Several studies have found that creatine kinase-myocardial band (CK-MB) testing can no longer be considered an effective biomarker for detecting damaged heart muscle, and the American College of Cardiology issued a statement more than a decade ago saying the assay can be safely eliminated from practice.

Now, researchers from the Johns Hopkins University School of Medicine and the Mayo Clinic have compiled peer-reviewed evidence and created a guideline designed to help emergency departments, other hospital departments, and physicians end their use of the commonly used blood test.

Their special communication in JAMA Internal Medicine underscores that the test, which adds no value in evaluating patients with suspected heart attack, has continued to be used at higher than expected rates.
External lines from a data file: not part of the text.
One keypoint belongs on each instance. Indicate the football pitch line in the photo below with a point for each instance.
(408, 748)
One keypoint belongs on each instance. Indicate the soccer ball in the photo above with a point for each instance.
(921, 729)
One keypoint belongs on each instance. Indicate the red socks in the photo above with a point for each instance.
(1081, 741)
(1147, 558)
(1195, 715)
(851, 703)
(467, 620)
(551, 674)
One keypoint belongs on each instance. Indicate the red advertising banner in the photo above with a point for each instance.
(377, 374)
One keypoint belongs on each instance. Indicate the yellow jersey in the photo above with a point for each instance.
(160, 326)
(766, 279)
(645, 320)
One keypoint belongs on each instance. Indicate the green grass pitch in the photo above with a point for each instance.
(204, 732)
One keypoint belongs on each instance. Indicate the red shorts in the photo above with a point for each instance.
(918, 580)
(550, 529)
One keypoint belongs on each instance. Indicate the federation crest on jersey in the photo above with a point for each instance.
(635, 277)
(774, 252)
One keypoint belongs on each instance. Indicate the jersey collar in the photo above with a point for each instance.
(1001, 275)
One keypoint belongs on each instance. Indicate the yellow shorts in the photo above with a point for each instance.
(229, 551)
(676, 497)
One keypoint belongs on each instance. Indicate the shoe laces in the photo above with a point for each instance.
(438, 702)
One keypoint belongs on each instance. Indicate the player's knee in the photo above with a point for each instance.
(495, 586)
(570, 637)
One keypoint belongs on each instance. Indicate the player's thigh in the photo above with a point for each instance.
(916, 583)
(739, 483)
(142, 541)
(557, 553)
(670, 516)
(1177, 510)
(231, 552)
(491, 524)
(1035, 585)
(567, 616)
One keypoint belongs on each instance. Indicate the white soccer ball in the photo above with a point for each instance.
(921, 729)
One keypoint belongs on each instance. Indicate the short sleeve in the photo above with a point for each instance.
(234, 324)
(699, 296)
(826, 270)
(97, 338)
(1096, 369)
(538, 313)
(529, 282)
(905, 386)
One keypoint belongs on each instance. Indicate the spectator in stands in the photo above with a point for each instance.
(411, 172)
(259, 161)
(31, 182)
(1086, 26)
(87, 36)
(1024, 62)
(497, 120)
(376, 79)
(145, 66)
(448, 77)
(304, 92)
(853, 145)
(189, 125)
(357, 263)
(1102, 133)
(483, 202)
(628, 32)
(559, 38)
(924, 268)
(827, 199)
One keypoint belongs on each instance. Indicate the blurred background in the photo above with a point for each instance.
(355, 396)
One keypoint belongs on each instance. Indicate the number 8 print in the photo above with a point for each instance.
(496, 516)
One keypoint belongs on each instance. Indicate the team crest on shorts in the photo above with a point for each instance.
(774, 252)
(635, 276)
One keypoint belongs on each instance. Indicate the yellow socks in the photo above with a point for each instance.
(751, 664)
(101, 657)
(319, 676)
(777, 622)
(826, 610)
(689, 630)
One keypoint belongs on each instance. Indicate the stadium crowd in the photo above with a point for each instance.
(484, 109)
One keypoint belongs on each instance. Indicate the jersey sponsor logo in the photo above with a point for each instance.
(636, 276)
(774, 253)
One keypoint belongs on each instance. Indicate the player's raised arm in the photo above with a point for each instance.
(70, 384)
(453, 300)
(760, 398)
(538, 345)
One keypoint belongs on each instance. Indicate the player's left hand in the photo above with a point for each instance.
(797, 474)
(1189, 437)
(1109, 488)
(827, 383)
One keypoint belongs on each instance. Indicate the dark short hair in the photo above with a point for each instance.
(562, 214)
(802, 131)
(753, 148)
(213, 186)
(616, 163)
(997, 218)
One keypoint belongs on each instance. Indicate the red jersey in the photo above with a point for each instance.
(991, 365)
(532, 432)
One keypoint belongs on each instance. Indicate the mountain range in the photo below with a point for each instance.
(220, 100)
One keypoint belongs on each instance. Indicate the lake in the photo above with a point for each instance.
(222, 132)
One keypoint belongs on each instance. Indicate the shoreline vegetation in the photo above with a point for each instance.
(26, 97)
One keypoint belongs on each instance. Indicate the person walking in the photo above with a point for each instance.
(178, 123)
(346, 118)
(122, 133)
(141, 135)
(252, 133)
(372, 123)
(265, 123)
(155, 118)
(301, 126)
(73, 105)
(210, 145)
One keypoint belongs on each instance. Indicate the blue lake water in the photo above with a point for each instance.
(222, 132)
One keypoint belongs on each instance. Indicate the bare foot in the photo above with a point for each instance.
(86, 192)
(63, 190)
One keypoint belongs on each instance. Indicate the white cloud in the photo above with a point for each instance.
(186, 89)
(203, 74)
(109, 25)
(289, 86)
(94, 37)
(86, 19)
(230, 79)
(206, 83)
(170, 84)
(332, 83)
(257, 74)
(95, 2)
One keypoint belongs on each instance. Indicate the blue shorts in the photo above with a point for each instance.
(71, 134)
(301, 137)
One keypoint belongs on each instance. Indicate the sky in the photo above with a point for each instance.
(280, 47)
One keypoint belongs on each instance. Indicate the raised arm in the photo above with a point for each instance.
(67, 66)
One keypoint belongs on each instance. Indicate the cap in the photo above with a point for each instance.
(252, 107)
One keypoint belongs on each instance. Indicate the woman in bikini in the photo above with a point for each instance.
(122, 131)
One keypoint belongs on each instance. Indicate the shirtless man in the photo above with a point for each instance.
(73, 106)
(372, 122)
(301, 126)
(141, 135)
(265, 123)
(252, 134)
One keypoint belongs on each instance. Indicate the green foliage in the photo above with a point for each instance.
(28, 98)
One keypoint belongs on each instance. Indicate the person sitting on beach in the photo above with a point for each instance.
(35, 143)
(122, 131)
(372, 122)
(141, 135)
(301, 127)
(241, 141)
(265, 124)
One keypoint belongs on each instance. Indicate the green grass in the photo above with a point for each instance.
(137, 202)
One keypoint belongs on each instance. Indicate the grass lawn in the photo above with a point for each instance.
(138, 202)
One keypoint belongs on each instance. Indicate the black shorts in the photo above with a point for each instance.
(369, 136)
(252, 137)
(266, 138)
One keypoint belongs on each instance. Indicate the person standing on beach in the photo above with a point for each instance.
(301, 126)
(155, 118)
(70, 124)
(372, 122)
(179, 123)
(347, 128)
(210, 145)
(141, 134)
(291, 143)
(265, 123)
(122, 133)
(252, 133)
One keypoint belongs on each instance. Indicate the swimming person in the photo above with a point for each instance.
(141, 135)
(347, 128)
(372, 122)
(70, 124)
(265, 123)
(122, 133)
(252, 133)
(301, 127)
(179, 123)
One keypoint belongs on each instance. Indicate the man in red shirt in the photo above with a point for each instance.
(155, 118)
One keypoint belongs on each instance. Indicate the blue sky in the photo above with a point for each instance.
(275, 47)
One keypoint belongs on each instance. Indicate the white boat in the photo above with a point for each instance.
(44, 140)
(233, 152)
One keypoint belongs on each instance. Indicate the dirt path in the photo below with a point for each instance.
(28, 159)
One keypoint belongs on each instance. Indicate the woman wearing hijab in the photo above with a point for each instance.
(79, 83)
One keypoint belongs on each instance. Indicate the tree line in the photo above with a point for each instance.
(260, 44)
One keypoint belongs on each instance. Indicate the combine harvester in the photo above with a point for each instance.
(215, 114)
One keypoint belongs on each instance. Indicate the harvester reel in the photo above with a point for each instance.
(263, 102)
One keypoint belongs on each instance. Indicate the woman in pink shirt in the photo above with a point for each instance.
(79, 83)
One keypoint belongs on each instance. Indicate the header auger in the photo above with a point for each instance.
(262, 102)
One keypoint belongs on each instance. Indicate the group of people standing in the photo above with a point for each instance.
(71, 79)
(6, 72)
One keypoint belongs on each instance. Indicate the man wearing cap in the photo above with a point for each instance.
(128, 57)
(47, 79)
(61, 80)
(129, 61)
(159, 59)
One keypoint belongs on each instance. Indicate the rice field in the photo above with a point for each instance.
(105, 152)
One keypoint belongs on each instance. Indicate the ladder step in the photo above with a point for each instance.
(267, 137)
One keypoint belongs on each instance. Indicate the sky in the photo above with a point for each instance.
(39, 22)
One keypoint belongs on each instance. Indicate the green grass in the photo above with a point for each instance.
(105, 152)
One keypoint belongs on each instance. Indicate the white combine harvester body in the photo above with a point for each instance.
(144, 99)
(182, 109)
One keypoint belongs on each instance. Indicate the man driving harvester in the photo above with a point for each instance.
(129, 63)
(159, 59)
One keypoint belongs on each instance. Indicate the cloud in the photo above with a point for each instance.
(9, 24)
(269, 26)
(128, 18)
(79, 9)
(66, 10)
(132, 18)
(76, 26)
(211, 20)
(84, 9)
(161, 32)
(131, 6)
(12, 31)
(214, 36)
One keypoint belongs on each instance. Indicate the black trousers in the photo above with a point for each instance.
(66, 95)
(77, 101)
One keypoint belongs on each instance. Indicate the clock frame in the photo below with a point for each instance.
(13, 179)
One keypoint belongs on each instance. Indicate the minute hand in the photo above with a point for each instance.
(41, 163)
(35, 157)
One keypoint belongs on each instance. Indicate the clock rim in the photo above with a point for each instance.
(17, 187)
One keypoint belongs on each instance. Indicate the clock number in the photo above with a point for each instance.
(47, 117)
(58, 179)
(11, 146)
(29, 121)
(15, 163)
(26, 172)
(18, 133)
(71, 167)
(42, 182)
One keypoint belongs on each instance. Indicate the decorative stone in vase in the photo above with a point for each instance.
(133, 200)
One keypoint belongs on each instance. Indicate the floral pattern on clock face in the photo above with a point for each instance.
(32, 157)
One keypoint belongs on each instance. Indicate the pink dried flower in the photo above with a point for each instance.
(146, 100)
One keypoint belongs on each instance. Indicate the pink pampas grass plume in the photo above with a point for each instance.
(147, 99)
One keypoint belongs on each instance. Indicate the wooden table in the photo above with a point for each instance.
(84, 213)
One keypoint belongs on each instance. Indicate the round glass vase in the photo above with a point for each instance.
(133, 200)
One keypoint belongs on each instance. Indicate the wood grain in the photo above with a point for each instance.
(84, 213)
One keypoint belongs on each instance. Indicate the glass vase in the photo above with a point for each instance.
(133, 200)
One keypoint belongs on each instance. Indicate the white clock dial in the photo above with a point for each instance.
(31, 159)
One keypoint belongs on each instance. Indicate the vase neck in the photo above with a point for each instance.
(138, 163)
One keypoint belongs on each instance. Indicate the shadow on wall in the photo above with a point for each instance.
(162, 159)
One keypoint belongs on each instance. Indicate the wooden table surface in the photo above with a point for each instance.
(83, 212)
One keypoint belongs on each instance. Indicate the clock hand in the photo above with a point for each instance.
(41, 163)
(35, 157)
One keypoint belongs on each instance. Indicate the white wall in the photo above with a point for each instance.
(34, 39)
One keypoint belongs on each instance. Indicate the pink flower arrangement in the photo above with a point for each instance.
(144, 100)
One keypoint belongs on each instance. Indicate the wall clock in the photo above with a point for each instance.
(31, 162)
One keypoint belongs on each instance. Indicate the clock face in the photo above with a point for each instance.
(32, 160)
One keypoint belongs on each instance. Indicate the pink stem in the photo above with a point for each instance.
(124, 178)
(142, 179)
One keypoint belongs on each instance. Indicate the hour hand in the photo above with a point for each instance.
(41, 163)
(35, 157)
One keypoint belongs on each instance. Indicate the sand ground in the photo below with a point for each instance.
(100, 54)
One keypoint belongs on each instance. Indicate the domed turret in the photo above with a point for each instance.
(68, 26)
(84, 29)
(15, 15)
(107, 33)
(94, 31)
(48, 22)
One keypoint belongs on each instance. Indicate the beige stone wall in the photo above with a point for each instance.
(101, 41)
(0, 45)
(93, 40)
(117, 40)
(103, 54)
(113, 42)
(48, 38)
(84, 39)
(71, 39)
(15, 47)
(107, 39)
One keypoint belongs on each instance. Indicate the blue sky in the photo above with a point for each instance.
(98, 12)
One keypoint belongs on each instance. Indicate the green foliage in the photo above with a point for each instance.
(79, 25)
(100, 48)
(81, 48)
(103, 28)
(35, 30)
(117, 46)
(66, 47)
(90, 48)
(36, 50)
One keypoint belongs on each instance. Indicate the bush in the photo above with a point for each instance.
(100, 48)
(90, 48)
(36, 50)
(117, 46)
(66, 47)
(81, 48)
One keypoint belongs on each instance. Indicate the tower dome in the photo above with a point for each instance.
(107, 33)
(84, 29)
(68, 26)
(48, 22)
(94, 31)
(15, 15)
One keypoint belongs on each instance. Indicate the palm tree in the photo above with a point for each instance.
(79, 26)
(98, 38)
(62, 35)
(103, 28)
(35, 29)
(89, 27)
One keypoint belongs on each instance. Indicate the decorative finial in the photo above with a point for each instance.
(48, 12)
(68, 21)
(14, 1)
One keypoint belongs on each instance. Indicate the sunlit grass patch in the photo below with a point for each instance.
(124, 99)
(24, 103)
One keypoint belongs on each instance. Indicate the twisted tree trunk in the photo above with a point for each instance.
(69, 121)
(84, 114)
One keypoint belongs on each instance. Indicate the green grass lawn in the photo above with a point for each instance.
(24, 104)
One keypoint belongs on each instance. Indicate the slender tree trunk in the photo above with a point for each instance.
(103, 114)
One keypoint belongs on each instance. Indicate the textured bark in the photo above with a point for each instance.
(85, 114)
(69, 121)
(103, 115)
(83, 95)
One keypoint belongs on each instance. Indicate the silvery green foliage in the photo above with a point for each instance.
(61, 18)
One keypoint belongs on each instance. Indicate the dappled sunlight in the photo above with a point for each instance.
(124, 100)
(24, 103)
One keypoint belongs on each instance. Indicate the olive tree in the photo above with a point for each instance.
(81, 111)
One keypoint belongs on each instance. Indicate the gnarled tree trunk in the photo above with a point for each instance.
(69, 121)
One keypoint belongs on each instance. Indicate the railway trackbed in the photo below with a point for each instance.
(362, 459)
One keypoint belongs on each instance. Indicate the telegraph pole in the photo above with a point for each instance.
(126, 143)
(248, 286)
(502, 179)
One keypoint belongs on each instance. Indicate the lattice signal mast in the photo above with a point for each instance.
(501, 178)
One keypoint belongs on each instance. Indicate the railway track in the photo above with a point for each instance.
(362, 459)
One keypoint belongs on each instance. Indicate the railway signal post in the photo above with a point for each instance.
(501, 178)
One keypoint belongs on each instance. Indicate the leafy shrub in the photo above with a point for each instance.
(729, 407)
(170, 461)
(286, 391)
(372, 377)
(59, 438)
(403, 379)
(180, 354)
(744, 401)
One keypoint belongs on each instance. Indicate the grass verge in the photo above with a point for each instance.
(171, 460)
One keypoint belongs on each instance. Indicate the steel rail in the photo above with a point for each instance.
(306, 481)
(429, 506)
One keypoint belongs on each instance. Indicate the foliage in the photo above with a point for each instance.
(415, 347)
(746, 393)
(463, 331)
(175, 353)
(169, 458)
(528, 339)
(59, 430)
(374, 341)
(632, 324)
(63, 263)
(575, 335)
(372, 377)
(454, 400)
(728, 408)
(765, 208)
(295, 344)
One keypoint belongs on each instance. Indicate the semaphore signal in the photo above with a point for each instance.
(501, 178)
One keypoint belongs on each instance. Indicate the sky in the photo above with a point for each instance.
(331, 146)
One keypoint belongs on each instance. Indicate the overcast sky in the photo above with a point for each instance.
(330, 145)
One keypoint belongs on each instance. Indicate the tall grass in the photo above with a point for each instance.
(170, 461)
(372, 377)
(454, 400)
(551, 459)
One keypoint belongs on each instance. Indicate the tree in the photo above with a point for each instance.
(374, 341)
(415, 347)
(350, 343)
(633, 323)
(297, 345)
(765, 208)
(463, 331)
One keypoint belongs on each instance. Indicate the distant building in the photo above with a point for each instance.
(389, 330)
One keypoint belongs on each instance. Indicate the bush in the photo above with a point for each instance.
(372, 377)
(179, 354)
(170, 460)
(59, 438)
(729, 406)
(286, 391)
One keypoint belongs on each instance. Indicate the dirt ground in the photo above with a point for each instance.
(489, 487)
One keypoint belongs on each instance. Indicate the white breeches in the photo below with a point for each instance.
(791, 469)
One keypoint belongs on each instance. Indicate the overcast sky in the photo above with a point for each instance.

The peer-reviewed implementation guide was co-authored by faculty from the High Value Practice Academic Alliance (HVPAA), a national coalition created by the Johns Hopkins University School of Medicine. The coalition involves representatives from more than 80 academic institutions, representing 15 medical specialties and subspecialties.

“This article is the first in a series of collaborative multi-institutional publications designed to bridge knowledge to high value practice,” explained corresponding author Jeffrey Trost, MD, assistant professor of medicine at the Johns Hopkins University School of Medicine. “We present multiple quality improvement initiatives that safely eliminated CK-MB to give providers reassurance about trusting troponin levels when managing patients with suspected acute coronary syndrome."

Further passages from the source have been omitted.